In the Fall of 2000 students in 6.720J/3.43J "Integrated Microelectronic Devices" characterized state-of-the-art hardware through a prototype weblab system installed at Compaq. The 0.18 um CMOS is the latest and fastest CMOS technology generation that has recently been deployed in the real world. This technology is enabling microprocessors with clock speeds exceeding 1 GHz. 0.18. um technology Si wafers are "too hot to handle" and are closely guarded. Having a wafer on campus was clearly out of question due to IP concerns. With the initiative of Ted Equi of Compaq, the researchers were able to install a copy of the MIT Microelectronics weblab at Compaq's Alpha Development Group center in Shrewsbury, MA. Through this system, 6.720J/3.43J students accessed the latest CMOS hardware that Compaq's designers are currently working with. Students were able to take remote measurements in real time and download the data. They were also able to compare the state-of-the-art technology with the 10-year old hardware that is available through the on-campus WebLab.
Current work on the Microelectronics web lab includes developing an integrated simulation tool that simplifies the mechanical aspects of data handling but preserves the educational goals of comparing data and theory.
Mechanical Structures WeblabWork has begun to design a structural mechanics weblab and implement remote weblab experimentation in the new Aeronautics and Astronautics curriculum, from core undergraduate subjects to advanced graduate level classes.
Heat Exchanger WeblabCreate heat transfer experiment for the online use in lectures in course 10.302 "Transport Processes".

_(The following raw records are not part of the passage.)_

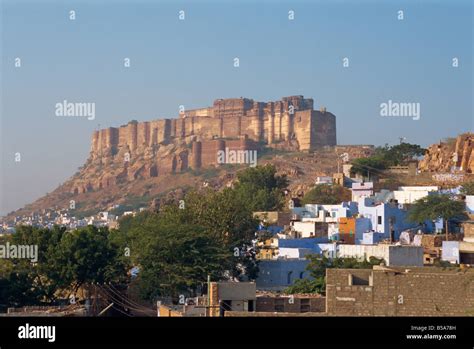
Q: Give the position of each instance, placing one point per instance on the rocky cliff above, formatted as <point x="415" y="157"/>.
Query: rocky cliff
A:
<point x="196" y="138"/>
<point x="454" y="154"/>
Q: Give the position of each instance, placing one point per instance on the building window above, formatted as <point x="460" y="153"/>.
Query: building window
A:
<point x="288" y="278"/>
<point x="279" y="305"/>
<point x="305" y="305"/>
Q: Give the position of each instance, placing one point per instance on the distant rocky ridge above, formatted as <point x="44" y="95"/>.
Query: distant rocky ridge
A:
<point x="141" y="150"/>
<point x="454" y="155"/>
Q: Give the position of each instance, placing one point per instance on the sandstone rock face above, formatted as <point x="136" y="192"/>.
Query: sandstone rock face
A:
<point x="445" y="156"/>
<point x="193" y="140"/>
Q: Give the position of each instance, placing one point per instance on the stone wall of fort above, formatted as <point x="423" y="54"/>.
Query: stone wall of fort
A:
<point x="192" y="140"/>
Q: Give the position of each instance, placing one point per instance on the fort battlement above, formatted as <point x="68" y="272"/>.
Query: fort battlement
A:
<point x="194" y="138"/>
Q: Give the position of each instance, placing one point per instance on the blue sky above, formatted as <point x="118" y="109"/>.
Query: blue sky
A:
<point x="190" y="63"/>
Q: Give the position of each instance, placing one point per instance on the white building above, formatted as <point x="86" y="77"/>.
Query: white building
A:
<point x="408" y="195"/>
<point x="323" y="180"/>
<point x="470" y="204"/>
<point x="393" y="255"/>
<point x="362" y="190"/>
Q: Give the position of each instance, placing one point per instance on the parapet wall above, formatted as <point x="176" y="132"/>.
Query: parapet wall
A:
<point x="195" y="138"/>
<point x="292" y="118"/>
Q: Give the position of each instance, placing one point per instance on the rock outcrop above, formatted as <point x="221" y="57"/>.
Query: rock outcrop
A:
<point x="453" y="155"/>
<point x="195" y="139"/>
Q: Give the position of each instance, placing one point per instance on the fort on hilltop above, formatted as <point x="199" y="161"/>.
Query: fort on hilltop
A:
<point x="165" y="146"/>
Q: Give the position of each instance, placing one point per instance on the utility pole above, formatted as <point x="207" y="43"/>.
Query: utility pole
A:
<point x="208" y="295"/>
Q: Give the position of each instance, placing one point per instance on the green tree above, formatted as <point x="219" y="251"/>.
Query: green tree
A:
<point x="176" y="248"/>
<point x="66" y="260"/>
<point x="385" y="157"/>
<point x="434" y="207"/>
<point x="326" y="194"/>
<point x="260" y="188"/>
<point x="372" y="164"/>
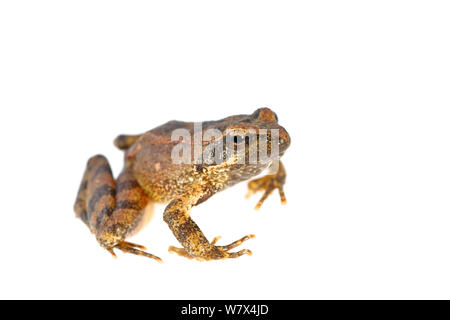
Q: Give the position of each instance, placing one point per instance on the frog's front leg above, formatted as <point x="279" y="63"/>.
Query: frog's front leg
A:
<point x="268" y="184"/>
<point x="195" y="245"/>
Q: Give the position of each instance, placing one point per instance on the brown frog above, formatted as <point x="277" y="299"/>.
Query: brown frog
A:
<point x="115" y="209"/>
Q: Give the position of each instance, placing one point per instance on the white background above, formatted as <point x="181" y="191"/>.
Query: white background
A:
<point x="361" y="86"/>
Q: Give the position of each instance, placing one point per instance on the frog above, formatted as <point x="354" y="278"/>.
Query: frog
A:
<point x="116" y="209"/>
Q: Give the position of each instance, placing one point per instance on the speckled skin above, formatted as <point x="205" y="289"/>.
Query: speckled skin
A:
<point x="116" y="209"/>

Instrumentalized FlagpoleMany forces that effect the stability of large structures, like office buildings and suspension bridges. The instrumentalized Flagpole allows students to investigate these forces by looking at the most basic of structures--the flagpole. Outfitted with sensors that measure temperature, movement, and stress, the flagpole that stands in MIT's Killian Court streams information back to the lab where it can be monitored in real-time, analyzed and stored. Students are then able to compare theoretical data with real data and learn to manage and describe the discrepancies. The Instrumentialized Flagpole has been used in the classes 1.120 (Civil Eng. M.Eng. Project), 1.124 (Software Engineering), 1.130 (Wavelet Analysis) and 1.030 (Civil Eng. Materials).